Germany's Fraunhofer Institute for Solar Energy Systems (Fraunhofer ISE) has unveiled a new medium-voltage string inverter for large-scale PV power plants.
In a press release, Fraunhofer ISE researchers said the new device is the first of its kind and is based on silicon carbide semiconductors.
Silicon carbide-based inverters are known to have higher power densities, with less need for cooling and lower overall system costs than traditional inverters. However, defects at the interface between the silicon carbide and the insulating silicon dioxide material could still represent an issue for such devices.
The researchers claim the new inverter is technically able to handle voltage levels of up to 1,500 V at 250 kVA.
“Modern PV string inverters have an output voltage of between 400 VAC and 800 VAC. Although the output of power plants is steadily growing, voltage has not yet been increased,” they said. “There are two reasons for this: First, building a highly efficient and compact inverter based on silicon semiconductors is a challenge. Second, there are currently no PV-specific standards that cover only the low-voltage range (max. 1,500 VDC / 1,000 VAC).”
The research institute emphasized that the increase in voltage from 800 V to 1,500 V resulted in a lower cable cross-section, which was reduced from 120 mm² to 35 mm². This, in turn, reduced copper consumption by around 700 kg per km of cable.

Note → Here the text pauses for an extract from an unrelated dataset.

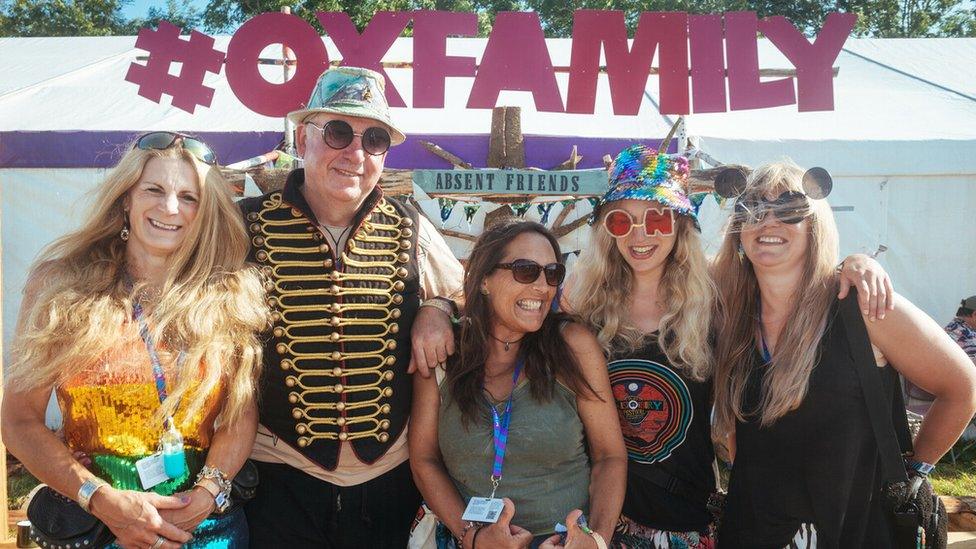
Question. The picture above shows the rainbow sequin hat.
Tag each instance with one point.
(351, 91)
(641, 173)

“Our resource analyses show that in the medium term, the electrification of the energy system will lead to copper becoming scarce. Increasing the voltage allows us to save valuable resources,” said Andreas Bett, director of the Fraunhofer Institute for Solar Energy Systems ISE.
The German institute developed the new inverter in partnership with German conglomerate Siemens and equipment supplier Sumida Components & Modules GmbH. It sits under the umbrella of the research project MS-LeiKra, founded by the German Federal Ministry for Economic Affairs and Climate Action (BMWK).